What was odd was why Mayor Adrian Mapp took the bait and responded to Councilor Taylor's rant -- before the vote was taken -- thus giving her a chance to demagogue a little more on the matter.

Audibly muttering and mumbling while Mayor Mapp was speaking, Taylor launched into a tirade when he was done that included a veiled threat of a recall. Taylor evidently keeps two sets of books: Everyone is supposed to be quiet and respectful when she speaks, but she is free to mutter into the mike and shake her head when she disagrees with what is being said. Bully behavior, reminiscent of Chris Christie, and totally unbecoming.

After a presentation by the Muslim-Christian group CURE (Creating Universal Righteous Establishments) asking for city support for a youth center, Councilor Reid invited Rev. Paul Dean, spokesperson for the East 2nd Street Revitalization, to say a few words again this week.

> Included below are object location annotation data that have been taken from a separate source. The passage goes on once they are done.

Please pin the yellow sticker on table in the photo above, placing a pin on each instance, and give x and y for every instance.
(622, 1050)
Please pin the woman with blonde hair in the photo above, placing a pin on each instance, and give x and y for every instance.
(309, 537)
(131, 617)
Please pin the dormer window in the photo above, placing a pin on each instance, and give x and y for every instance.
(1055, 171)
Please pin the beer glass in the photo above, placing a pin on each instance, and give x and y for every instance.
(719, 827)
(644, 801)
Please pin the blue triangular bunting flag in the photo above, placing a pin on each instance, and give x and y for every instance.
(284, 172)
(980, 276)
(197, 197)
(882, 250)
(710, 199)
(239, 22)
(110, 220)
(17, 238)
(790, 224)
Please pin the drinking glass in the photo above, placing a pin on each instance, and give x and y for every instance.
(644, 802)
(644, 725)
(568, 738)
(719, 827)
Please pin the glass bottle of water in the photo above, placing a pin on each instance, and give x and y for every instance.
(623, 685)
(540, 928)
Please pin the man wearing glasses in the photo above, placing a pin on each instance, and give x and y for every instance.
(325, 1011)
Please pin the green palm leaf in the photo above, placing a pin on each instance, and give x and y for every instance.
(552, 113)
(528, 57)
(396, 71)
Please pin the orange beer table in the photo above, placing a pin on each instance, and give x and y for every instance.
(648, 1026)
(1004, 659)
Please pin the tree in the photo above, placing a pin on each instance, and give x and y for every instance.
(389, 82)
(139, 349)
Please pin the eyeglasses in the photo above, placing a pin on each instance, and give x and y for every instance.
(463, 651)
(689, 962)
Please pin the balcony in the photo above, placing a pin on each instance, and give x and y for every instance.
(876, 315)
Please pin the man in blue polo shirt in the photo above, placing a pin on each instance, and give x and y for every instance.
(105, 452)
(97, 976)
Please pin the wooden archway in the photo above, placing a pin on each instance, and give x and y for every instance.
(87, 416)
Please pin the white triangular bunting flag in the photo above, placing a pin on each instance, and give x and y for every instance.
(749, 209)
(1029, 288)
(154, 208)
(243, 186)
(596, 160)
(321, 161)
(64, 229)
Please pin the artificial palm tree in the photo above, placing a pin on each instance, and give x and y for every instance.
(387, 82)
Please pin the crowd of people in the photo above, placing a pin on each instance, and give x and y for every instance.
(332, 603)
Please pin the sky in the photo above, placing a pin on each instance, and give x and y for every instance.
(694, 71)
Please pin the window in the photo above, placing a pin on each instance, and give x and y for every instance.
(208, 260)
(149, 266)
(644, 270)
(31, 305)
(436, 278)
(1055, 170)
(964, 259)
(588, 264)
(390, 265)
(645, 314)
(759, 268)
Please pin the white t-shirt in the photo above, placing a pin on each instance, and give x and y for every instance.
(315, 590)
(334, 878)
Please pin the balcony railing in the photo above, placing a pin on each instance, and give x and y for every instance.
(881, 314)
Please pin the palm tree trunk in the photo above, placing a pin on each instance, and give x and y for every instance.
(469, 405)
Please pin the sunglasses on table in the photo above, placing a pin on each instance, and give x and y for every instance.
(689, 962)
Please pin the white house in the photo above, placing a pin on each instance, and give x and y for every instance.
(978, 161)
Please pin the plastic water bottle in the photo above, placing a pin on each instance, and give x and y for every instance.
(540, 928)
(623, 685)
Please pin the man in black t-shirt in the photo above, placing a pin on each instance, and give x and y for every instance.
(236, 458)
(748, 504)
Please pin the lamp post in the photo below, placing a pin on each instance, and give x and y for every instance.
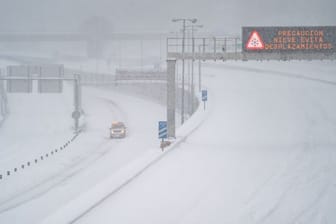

Responding to Dean's presentation gave an opportunity for Council President Bridget Rivers to press once again about the $1.2M allegedly set aside from UEZ funds for the revitalization project.


Director of Administration & Finance Ron West reiterated that the Mapp administration is still sorting out the financial records of the UEZ program and reminded the Council that it had rescinded UEZ commitments in 2013. To this latter point, Councilor Rivers responded, 'I wanted to hear you say that. If the Council rescinded it, the Council can restore it'.

Rivers also repeatedly mentioned that South Avenue had been repaved twice in ten years, and why shouldn't Second Street get its due?

Somehow, the fact that East 2nd Street WAS resurfaced within the last ten years failed to be mentioned by anyone. Odd, since if memory serves me correctly, Councilor Reid complained bitterly about the quality of that work.

As for South Avenue, the discussion overlooked the fact that the first road work there was done (more than ten years ago) in a rush to avoid losing a $600,000 DOT grant expressly for South Avenue that went back to the administration of Mayor Mark Fury. It wasn't UEZ money and it was a use-it-or-lose-it moment.

While Dean had only a few supporters with him this time, the neighborhood does have legitimate issues and the City should be doing something. It's a perfect opportunity for the Mapp administration to show it is listening and responding to stakeholders after years of neglect and foot-dragging by former mayor Sharon Robinson-Briggs.